J’ai plusieurs anecdotes fantastiques

de pots d’échappement tenant miraculeusement avec de la ficelle — qui rime avec Marcel, le prénom de mon père — et de camping “sauvage” sur la côte bretonne — quoiqu’on ne voyait rien de sauvage à camper proprement dans la nature.

Certains de mes souvenirs sont idylliques :

j’ai adoré dévaler les pentes enneigées avec un sac en plastique et entendre la pluie tomber sur la toile de tente les soirs d’orage en été. Bref, on avait l’essentiel et, pour le reste, de l’imagination et un goût assez développé pour la simplicité. Aujourd’hui, on appellerait ça du minimalisme.

En réalité, nous n’étions ni pauvres ni riches, mais ce qui est certain, c’est que je n’imaginais pas à quel point nous étions privilégiés en comparaison de millions d’autres enfants sur Terre. 

Sans tomber dans les images des années 80, vues et revues à la télé, de ces enfants souffrant de malnutrition sur fond de refrain larmoyant chanté par des célébrités bien à l’abri dans leur studio d’enregistrement parisien, on a le droit de se poser la question qu’a chantée Maxime Le Forestier :

“Est-ce que les gens naissent égaux en droits à l’endroit où ils naissent ?”

La réponse est non, bien sûr, et voilà mon propos :

Nous ne réalisons pas toujours nos privilèges, à moins d’en être privés.

Serions-nous ingrats par nature, me demandai-je dans un élan existentiel ? C’est possible, mais nul besoin de se jeter la pierre.
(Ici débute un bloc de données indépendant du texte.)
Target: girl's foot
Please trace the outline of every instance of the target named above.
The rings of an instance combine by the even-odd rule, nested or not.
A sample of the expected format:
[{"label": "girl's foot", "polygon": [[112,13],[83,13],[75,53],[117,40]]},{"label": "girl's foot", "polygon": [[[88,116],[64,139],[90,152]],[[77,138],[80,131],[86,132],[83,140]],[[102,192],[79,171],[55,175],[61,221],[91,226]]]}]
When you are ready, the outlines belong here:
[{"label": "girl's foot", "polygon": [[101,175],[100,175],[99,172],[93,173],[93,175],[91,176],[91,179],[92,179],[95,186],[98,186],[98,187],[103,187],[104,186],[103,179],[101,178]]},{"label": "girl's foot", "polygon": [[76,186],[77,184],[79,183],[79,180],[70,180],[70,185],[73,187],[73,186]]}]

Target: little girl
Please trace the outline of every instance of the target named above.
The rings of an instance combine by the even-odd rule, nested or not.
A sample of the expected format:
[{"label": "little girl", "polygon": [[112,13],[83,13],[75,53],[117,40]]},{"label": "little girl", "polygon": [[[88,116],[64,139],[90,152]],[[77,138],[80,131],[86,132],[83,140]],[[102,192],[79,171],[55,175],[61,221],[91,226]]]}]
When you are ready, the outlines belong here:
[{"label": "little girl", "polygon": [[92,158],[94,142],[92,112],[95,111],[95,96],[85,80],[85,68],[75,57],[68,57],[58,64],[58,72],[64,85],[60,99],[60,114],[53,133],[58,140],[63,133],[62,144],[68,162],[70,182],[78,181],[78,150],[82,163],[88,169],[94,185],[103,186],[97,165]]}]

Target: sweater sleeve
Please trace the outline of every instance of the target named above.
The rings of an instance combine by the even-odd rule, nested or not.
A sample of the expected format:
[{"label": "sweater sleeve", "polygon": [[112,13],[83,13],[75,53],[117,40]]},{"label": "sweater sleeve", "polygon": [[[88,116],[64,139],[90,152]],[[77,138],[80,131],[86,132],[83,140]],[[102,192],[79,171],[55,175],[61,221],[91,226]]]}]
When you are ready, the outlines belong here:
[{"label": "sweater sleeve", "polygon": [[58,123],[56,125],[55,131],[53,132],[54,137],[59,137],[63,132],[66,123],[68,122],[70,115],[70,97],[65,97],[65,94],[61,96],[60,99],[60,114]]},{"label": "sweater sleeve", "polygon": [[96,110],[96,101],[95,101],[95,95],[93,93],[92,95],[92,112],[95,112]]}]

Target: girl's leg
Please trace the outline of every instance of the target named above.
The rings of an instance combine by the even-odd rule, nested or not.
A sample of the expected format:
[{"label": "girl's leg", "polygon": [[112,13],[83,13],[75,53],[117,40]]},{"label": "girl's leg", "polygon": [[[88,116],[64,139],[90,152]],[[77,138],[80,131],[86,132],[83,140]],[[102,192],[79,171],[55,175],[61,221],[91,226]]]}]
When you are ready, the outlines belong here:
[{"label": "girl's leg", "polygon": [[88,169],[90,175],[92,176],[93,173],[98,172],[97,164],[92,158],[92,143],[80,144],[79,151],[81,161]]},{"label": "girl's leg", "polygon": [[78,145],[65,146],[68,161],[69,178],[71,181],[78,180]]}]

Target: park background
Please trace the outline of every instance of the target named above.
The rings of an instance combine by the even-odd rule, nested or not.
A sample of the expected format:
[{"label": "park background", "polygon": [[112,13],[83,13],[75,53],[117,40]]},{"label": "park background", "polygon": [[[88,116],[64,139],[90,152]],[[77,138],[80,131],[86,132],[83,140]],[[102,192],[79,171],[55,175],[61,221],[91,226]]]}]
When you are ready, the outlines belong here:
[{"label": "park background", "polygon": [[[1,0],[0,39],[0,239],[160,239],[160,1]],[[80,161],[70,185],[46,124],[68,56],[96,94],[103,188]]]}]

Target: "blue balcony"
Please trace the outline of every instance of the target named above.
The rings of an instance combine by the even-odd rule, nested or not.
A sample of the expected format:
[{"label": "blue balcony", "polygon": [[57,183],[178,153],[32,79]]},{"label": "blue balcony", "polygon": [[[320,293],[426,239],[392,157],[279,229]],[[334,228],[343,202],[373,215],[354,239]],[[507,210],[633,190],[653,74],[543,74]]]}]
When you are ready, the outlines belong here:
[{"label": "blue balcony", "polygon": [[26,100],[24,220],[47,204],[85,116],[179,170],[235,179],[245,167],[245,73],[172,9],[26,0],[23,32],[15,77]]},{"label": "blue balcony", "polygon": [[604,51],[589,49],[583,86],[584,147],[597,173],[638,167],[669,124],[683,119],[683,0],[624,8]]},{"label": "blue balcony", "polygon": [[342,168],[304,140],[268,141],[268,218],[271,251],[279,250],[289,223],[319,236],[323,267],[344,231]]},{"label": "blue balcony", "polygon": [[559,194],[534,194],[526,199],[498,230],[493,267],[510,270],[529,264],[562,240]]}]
Il s’agit plutôt d’ouvrir les yeux sur tous les cadeaux de la vie, petits et grands, et d’apprendre à être reconnaissants. Juste parce que cela ne va pas de soi pour tout le monde et aussi parce que cela peut nous aider à relativiser certaines choses que nous considérons comme des manques, des malheurs ou de la malchance.

Quelle est ton expérience à ce sujet, chère Fabuleuse ?

Je t’invite simplement à poser un regard différent sur ce qui t’entoure, sur ce que tu as, et même sur ce que tu n’as pas. Être content de ce qu’on n’a pas ? Et pourquoi pas ? Peut-être que la gratitude est une valeur bien établie chez toi, ou peut-être que tu as besoin de redécouvrir le côté plein du verre. Quoiqu’il en soit, loin de moi l’idée de me poser en donneuse de leçons. On a toutes à apprendre, et j’aime à penser que ce que nous apprenons de plus beau, c’est à la rencontre des autres. Cela peut être chez soi, ou à côté de chez soi, ou bien encore dans d’autres contextes, d’autres cultures.

Dans ma famille, on remercie Dieu pour chaque journée et pour chaque repas que nous partageons, mais j’ose avouer que cela ne nous rend pas pour autant toujours lucides sur les privilèges dont nous jouissons. En ce qui me concerne, je dirais que mes voyages à l’étranger m’ont beaucoup apporté à ce sujet. En particulier mes séjours dans des pays où la notion de matérialisme perd le sens que nous lui donnons, nous autres Occidentaux.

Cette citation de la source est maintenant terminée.